I understand the question. However the only way I know how to find all the subgroups is to individually calculate the subgroup generated by each element of $\mathbb{Z_7}\times\mathbb{Z_5}$. That process is long, annoying and will definitely turn up some identical subgroups. Is there some method for doing this that is quicker/more concise? I suspect it has something to do with prime numbers but we've never actually covered a quicker method in class.
 A: The method of writing down the subgroup generated by each element is not as long a process as you anticipate, because it is fairly easy to recognize repeated subgroups. For that we use a consequence of Lagrange theorem wherein any non-identity element of $\mathbb{Z}_7$ generates the whole of $\mathbb{Z}_7$. Similarly for $\mathbb{Z}_5$.

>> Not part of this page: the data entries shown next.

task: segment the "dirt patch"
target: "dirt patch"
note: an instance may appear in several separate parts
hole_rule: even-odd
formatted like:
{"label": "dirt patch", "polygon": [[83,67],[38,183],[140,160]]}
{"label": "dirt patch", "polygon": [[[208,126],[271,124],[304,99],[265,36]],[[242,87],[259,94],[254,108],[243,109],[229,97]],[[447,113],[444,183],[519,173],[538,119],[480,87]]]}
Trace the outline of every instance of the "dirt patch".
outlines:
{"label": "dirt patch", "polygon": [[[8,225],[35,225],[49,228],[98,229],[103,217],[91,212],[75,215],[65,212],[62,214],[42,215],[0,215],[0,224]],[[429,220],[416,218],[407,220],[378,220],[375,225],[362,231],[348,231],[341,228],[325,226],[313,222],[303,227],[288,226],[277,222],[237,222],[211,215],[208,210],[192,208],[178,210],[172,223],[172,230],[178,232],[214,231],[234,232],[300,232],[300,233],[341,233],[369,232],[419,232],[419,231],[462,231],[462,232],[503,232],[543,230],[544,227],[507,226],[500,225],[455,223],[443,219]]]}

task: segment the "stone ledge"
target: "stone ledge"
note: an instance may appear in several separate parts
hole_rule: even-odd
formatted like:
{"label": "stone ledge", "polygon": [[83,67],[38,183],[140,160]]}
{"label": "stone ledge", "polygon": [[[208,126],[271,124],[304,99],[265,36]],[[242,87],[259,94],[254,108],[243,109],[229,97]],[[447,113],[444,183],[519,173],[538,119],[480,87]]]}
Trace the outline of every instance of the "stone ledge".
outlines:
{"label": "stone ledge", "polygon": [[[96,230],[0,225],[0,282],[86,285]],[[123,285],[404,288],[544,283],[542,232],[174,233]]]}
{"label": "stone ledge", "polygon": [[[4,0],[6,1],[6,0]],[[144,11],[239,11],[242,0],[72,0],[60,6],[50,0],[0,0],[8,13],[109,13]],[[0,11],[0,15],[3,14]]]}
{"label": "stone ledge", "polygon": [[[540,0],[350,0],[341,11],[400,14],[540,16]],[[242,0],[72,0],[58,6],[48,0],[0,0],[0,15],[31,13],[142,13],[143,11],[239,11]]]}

Thus, we see that $(0, 0)$ generates the trivial subgroup. Next, $(0, k)$  for $k\in\{1, \dots, 4\}$ generates $\{0\}\times\mathbb{Z}_5$. Similarly, $(k, 0)$ for $k\in\{1, \dots, 6\}$ generates $\mathbb{Z}_7\times\{0\}$. Finally, $(i, j)$ for $i\in\{1, \dots, 6\}$ and $i\in\{1, \dots, 4\}$ generates $\mathbb{Z}_7\times \mathbb{Z}_5$, because $5$ and $7$ are coprime.

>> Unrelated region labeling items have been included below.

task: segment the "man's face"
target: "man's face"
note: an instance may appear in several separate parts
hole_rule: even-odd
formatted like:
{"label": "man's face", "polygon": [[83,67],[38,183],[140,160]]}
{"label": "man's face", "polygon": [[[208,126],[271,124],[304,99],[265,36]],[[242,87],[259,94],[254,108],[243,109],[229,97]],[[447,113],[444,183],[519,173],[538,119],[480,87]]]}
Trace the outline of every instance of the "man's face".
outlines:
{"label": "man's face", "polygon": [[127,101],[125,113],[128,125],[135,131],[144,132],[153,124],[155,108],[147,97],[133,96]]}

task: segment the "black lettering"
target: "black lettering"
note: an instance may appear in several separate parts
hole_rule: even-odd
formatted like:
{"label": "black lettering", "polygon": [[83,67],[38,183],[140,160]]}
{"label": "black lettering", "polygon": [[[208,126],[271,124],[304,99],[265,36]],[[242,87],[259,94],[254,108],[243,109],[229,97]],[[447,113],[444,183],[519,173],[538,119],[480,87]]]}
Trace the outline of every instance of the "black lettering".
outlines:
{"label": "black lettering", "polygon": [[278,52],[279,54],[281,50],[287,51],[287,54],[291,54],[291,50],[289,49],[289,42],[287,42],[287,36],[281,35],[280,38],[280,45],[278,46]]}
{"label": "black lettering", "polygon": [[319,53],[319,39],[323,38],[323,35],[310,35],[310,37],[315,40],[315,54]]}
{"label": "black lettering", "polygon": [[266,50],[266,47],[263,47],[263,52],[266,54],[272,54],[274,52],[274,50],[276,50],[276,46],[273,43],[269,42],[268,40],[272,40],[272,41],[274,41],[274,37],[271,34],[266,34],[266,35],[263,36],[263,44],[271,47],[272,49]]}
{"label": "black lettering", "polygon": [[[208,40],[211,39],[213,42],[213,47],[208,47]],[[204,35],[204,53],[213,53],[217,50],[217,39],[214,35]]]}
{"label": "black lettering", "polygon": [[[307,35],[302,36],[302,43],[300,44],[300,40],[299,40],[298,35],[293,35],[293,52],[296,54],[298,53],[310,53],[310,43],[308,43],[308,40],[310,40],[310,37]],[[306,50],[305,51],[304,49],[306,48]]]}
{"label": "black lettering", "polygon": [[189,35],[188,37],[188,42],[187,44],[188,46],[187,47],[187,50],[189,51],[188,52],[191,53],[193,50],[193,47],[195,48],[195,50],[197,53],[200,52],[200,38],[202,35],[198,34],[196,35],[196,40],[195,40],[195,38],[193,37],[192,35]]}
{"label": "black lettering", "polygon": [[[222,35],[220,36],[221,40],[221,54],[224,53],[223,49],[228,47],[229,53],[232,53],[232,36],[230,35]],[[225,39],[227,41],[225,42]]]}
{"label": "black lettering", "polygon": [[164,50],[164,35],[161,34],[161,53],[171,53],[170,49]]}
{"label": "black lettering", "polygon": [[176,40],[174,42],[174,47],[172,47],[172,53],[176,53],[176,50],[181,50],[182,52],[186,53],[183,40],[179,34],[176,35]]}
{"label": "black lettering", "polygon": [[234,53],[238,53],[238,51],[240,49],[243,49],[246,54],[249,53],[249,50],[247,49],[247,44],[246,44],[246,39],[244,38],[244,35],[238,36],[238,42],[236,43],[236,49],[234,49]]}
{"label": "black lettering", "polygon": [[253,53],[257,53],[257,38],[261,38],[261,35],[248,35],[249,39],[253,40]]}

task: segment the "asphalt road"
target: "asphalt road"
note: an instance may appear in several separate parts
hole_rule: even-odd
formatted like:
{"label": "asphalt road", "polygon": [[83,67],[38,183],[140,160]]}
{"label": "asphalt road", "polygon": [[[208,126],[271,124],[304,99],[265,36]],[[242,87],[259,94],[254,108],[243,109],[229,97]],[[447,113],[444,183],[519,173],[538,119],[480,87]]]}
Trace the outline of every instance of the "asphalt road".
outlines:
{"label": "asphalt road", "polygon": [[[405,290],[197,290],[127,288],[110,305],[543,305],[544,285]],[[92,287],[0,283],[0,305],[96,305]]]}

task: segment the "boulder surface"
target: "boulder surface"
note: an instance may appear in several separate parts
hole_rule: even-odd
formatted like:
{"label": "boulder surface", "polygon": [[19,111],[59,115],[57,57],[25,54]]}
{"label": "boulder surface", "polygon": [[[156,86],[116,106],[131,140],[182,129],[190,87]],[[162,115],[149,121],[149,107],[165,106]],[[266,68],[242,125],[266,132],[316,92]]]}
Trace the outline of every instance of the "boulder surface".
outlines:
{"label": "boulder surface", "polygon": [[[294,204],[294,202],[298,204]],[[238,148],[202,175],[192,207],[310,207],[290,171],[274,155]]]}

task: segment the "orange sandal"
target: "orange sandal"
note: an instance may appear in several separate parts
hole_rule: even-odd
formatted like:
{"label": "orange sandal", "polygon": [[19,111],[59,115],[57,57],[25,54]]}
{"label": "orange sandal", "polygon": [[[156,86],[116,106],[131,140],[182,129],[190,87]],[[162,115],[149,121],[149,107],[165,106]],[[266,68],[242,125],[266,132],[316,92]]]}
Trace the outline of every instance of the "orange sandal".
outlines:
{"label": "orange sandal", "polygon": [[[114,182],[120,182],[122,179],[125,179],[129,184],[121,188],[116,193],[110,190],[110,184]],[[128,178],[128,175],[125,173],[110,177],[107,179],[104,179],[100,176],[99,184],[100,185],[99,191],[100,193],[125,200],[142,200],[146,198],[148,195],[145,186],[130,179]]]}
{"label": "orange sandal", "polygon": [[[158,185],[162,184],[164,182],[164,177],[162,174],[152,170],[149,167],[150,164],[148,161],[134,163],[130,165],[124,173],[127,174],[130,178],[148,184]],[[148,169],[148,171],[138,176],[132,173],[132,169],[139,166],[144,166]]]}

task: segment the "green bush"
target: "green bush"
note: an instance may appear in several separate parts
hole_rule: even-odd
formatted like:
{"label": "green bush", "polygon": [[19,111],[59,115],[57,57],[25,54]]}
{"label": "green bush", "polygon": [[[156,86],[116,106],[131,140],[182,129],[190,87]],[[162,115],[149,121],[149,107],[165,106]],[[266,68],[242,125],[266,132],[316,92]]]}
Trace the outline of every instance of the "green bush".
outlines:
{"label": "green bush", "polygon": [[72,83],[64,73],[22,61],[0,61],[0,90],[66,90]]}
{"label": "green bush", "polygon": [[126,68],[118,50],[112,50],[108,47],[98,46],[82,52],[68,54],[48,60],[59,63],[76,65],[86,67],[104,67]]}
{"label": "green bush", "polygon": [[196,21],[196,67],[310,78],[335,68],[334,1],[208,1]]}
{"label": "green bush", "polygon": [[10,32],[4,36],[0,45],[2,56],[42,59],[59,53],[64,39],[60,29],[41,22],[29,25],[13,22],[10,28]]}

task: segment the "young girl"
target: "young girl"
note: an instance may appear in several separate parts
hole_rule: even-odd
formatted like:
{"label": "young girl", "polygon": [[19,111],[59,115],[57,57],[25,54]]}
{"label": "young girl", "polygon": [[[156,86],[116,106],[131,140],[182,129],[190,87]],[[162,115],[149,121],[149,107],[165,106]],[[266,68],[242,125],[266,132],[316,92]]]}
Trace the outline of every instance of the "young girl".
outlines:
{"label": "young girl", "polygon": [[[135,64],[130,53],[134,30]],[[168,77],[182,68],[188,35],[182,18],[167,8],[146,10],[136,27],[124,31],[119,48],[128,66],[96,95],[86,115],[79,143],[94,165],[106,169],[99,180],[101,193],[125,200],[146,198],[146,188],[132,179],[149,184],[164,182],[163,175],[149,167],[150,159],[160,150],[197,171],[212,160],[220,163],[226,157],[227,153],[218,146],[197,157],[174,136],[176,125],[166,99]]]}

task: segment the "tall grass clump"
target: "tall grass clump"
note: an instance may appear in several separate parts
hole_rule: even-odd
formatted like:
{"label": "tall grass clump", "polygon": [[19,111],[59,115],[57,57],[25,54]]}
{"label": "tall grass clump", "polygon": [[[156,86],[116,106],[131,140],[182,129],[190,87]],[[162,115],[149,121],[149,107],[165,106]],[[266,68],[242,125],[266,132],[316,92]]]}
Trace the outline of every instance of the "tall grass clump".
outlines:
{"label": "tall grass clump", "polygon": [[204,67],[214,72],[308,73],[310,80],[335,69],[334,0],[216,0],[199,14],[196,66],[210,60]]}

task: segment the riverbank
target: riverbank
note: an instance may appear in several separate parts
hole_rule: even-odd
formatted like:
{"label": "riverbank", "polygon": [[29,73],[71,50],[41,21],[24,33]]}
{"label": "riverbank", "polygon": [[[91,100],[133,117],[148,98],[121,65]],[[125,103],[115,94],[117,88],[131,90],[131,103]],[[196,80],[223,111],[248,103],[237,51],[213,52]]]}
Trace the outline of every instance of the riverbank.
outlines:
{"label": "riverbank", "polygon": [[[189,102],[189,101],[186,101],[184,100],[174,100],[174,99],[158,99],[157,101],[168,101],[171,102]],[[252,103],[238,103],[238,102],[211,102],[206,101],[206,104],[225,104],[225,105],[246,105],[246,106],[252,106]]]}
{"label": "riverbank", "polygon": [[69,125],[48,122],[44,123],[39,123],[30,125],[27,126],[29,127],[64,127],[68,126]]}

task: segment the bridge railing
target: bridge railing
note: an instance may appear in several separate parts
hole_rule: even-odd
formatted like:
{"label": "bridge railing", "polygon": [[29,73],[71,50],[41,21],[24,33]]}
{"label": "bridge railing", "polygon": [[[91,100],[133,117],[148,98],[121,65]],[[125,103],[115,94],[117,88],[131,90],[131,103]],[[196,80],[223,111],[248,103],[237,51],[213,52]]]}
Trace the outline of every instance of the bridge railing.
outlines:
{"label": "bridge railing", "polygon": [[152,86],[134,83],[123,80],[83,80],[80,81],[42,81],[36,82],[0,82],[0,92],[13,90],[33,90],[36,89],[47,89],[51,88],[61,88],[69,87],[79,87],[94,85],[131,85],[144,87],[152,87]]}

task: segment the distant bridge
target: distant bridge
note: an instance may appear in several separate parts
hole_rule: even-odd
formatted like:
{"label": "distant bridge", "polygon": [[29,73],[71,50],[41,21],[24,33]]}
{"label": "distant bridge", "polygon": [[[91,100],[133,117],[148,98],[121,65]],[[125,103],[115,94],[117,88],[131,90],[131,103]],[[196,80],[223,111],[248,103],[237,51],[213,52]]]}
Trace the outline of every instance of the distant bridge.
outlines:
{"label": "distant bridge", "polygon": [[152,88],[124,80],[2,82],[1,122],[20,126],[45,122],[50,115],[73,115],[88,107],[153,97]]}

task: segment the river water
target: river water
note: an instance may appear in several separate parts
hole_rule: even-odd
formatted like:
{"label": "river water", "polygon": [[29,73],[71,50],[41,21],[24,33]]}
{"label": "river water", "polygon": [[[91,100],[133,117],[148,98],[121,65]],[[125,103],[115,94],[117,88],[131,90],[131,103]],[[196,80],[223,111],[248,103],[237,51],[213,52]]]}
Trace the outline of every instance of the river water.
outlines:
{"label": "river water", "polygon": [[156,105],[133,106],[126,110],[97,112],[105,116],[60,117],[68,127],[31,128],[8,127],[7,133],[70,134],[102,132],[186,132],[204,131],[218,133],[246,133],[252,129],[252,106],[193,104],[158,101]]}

We conclude that $\mathbb{Z}_7\times \mathbb{Z}_5$ has four subgroups: $\{(0, 0)\}$, $\{0\}\times\mathbb{Z}_5$, $\mathbb{Z}_7\times\{0\}$ and $\mathbb{Z}_7\times \mathbb{Z}_5$.

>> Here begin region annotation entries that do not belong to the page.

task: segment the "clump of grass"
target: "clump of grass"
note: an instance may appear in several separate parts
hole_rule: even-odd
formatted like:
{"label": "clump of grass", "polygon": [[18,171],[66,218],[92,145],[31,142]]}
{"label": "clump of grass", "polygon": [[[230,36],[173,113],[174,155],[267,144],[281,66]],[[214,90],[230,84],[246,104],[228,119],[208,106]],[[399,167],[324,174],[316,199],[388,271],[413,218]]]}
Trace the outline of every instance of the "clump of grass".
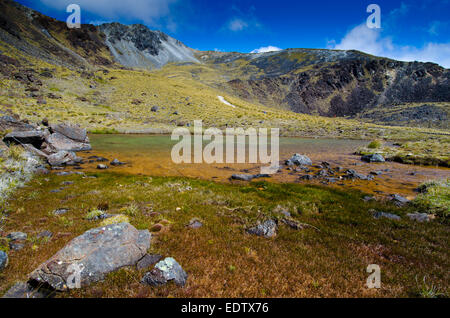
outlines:
{"label": "clump of grass", "polygon": [[381,140],[374,140],[367,146],[367,148],[369,148],[369,149],[379,149],[382,146],[383,146],[383,142]]}
{"label": "clump of grass", "polygon": [[12,145],[9,147],[7,156],[15,161],[22,161],[24,150],[21,146]]}
{"label": "clump of grass", "polygon": [[430,181],[419,187],[419,194],[414,204],[429,214],[436,214],[445,219],[450,215],[450,179]]}
{"label": "clump of grass", "polygon": [[427,283],[427,278],[426,276],[423,278],[423,283],[419,283],[417,281],[417,277],[416,277],[416,282],[417,282],[417,288],[418,288],[418,295],[421,298],[440,298],[440,297],[444,297],[445,295],[443,293],[441,293],[438,289],[437,286],[435,286],[434,284],[428,284]]}
{"label": "clump of grass", "polygon": [[86,214],[86,220],[92,221],[92,220],[97,220],[100,216],[102,216],[103,214],[105,214],[104,211],[102,210],[98,210],[98,209],[94,209],[92,211],[89,211]]}
{"label": "clump of grass", "polygon": [[120,212],[127,216],[136,216],[139,213],[139,207],[135,203],[131,203],[129,206],[120,209]]}
{"label": "clump of grass", "polygon": [[100,223],[100,226],[108,226],[111,224],[120,224],[120,223],[130,223],[130,219],[128,216],[120,214],[113,216],[112,218],[103,220],[102,223]]}

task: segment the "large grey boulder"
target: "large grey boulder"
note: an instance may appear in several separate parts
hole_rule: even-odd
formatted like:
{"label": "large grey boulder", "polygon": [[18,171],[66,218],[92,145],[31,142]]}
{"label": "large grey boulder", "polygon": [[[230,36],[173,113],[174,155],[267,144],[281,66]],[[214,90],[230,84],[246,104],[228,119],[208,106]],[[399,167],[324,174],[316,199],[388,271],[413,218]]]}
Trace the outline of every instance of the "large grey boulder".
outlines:
{"label": "large grey boulder", "polygon": [[0,251],[0,271],[4,270],[8,266],[8,254]]}
{"label": "large grey boulder", "polygon": [[7,144],[30,144],[33,147],[40,149],[45,140],[45,132],[41,130],[32,131],[14,131],[7,134],[3,141]]}
{"label": "large grey boulder", "polygon": [[406,215],[411,221],[416,221],[419,223],[430,222],[431,218],[426,213],[409,213]]}
{"label": "large grey boulder", "polygon": [[267,220],[262,224],[258,224],[247,230],[247,233],[262,236],[265,238],[272,238],[277,235],[277,223],[274,220]]}
{"label": "large grey boulder", "polygon": [[55,151],[88,151],[92,150],[91,145],[89,144],[89,139],[86,138],[85,141],[76,141],[70,139],[58,132],[55,132],[46,138],[46,143],[50,148]]}
{"label": "large grey boulder", "polygon": [[74,141],[89,143],[86,129],[73,124],[54,124],[50,125],[53,133],[59,133]]}
{"label": "large grey boulder", "polygon": [[309,159],[308,156],[300,155],[300,154],[296,153],[294,156],[292,156],[291,159],[288,160],[287,163],[288,163],[288,165],[289,165],[289,163],[292,163],[297,166],[311,166],[312,160]]}
{"label": "large grey boulder", "polygon": [[186,285],[188,275],[172,257],[156,264],[155,268],[144,275],[142,283],[150,286],[161,286],[173,281],[178,286]]}
{"label": "large grey boulder", "polygon": [[150,240],[149,231],[128,223],[89,230],[33,271],[30,282],[57,291],[88,286],[110,272],[135,266],[146,255]]}

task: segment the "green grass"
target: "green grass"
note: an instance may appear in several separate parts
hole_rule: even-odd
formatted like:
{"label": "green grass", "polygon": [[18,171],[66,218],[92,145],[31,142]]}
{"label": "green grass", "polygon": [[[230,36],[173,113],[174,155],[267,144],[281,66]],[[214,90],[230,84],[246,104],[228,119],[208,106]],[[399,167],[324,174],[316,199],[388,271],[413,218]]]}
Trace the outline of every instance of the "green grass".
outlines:
{"label": "green grass", "polygon": [[424,183],[419,190],[422,193],[414,200],[415,205],[426,213],[448,219],[450,216],[450,179]]}
{"label": "green grass", "polygon": [[[139,283],[144,272],[127,268],[58,297],[417,297],[416,277],[425,276],[428,286],[439,286],[439,293],[448,296],[448,226],[410,221],[406,214],[417,211],[414,206],[365,202],[361,192],[299,184],[231,185],[111,172],[95,176],[37,177],[8,201],[12,212],[4,232],[32,236],[49,230],[55,235],[10,253],[0,294],[26,280],[71,239],[100,226],[101,221],[86,219],[86,211],[102,204],[109,214],[119,215],[134,206],[138,213],[120,218],[138,229],[162,224],[152,234],[149,252],[174,257],[189,274],[188,284],[150,288]],[[62,181],[75,183],[63,192],[49,192]],[[178,191],[177,184],[192,190]],[[30,197],[36,187],[39,193]],[[279,222],[278,235],[270,240],[246,233],[258,221],[280,221],[279,206],[311,227],[295,231]],[[69,209],[64,218],[49,214],[61,207]],[[371,209],[402,220],[375,220]],[[193,218],[204,226],[186,227]],[[380,290],[365,287],[369,264],[382,268]]]}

A: $\mathbb Z_7×\mathbb Z_5\cong\mathbb Z_{35} $.
And for a cyclic group,  the subgroups are the cyclic groups of all orders dividing the order of the group.
That gives us the trivial group,  $\mathbb Z_5,\mathbb Z_7$, and the whole group.
For generators, use a generator, say $(1,1) $ for $\Bbb Z_{35} $.  Then $(0,0),(7,7),(5,5) $ and $(1,1) $ will do.